Missouri Senate gives first-round approval to transgender youth health care and sports ban
Updated March 21 with Senate advancing the legislation
The Missouri Senate has given first-round approval to legislation targeting transgender minors.
That includes a bill that bars transgender minors from accessing gender-affirming health care and another that bars transgender athletes through the collegiate level from participating in sports teams that align with their gender identity.
Senate Democrats filibustered the bill for over 12 hours Monday before advancing the bills early Tuesday morning.
Both bills have an expiration date on some of the provisions. The bills have to go through another vote in the Senate before moving on to the House.
Original story from March 20:
The filibustering over legislation targeting transgender minors is continuing in the Missouri Senate.
On Monday night, Democratic senators were filibustering a bill that would both limit transgender minors from accessing gender-affirming health care, like puberty blockers, and stop transgender school athletes from participating in sports that align with their gender identity.
Sen. Holly Rehder, R-Sikeston, is the sponsor of the legislation. She said the bill allows for children and families to continue with therapy and education but makes them wait until adulthood for further treatment.
“This bill is to put guardrails around a very difficult situation, one that we honestly as a society, certainly as a legislative body, do not know enough about,” Rehder said. “That is why we want to be sure we're moving forward with caution and protection for children.”
Some Republicans took to the floor to express concern that the issues were pulled together in one bill as opposed to passing them as separate issues.
“Yes, let's use this time to negotiate. Let's use this time to come to an agreement on what these two separate bills should look like, separately,” Sen. Mike Moon, R-Ash Grove, said.
However, most of the floor debate has involved Democrats, who are continuing to filibuster the legislation, as they have for days.
“I wish we weren't doing this, I wish that we would just respect medical providers and their teams and parents and of course, the kids that are here in our state, to work together as a team to decide what is best for their health care,” Sen. Tracy McCreery, D-Olivette, said.
Continuing debate on these bills brings the Senate right where it left off not quite two weeks ago.
Senators left a day early to begin a weeklong break without advancing a bill that would bar transgender minors from accessing gender-affirming health care. The decision to leave without giving first-round approval to the legislation angered lawmakers who wanted to see it advance before break.
Senators in support of those bills, including former members of the conservative caucus, expressed their discontent on the delay on social media.

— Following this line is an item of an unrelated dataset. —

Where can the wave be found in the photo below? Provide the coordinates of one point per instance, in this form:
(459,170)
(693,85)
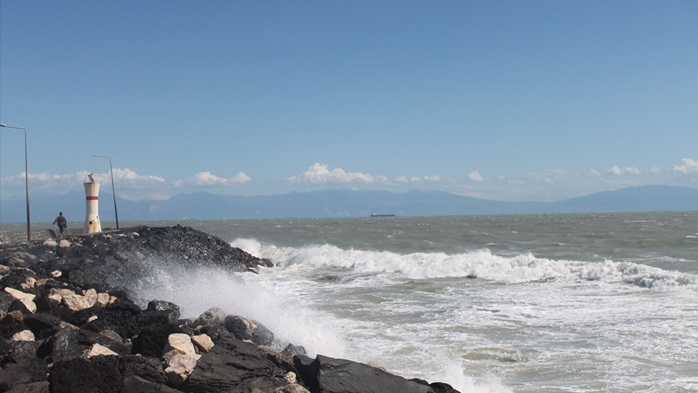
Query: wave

A statement signed by eight of them said they would use “whatever tools and procedures necessary” to bring the bill up for a vote.
Supporters urged passing the legislation prohibiting transition health care for minors during a rally Monday afternoon inside the Missouri Capitol.
About 150 people heard from both Senate and House members who have either sponsored the bills themselves or are vocal supporters. Speaker after speaker, including Sen. Denny Hoskins, R-Warrensburg, pushed for action.
“I’m not wanting to just talk the talk, but I've walked the walk, and I'm ready to stay here every night this week to break the filibuster … and put this into law in the state of Missouri and protect our kids,” Hoskins said.
Due to the rumored presence of hate groups, Katy Erker-Lynch, executive director of PROMO Missouri, which supports LGBTQ rights, discouraged counterprotesting days before the rally. There were some counterprotesters present anyway.
“I realize this might not feel brave or courageous, but I assure you that living out your truth and standing up for your loved ones every single day is an act of bravery and courage,” Erker-Lynch said.
The rally lasted for more than an hour and a half, with supporters eventually waiting outside the Senate lounge to try to persuade lawmakers to keep the bills separate.
Any bill passed would still need to go through the House.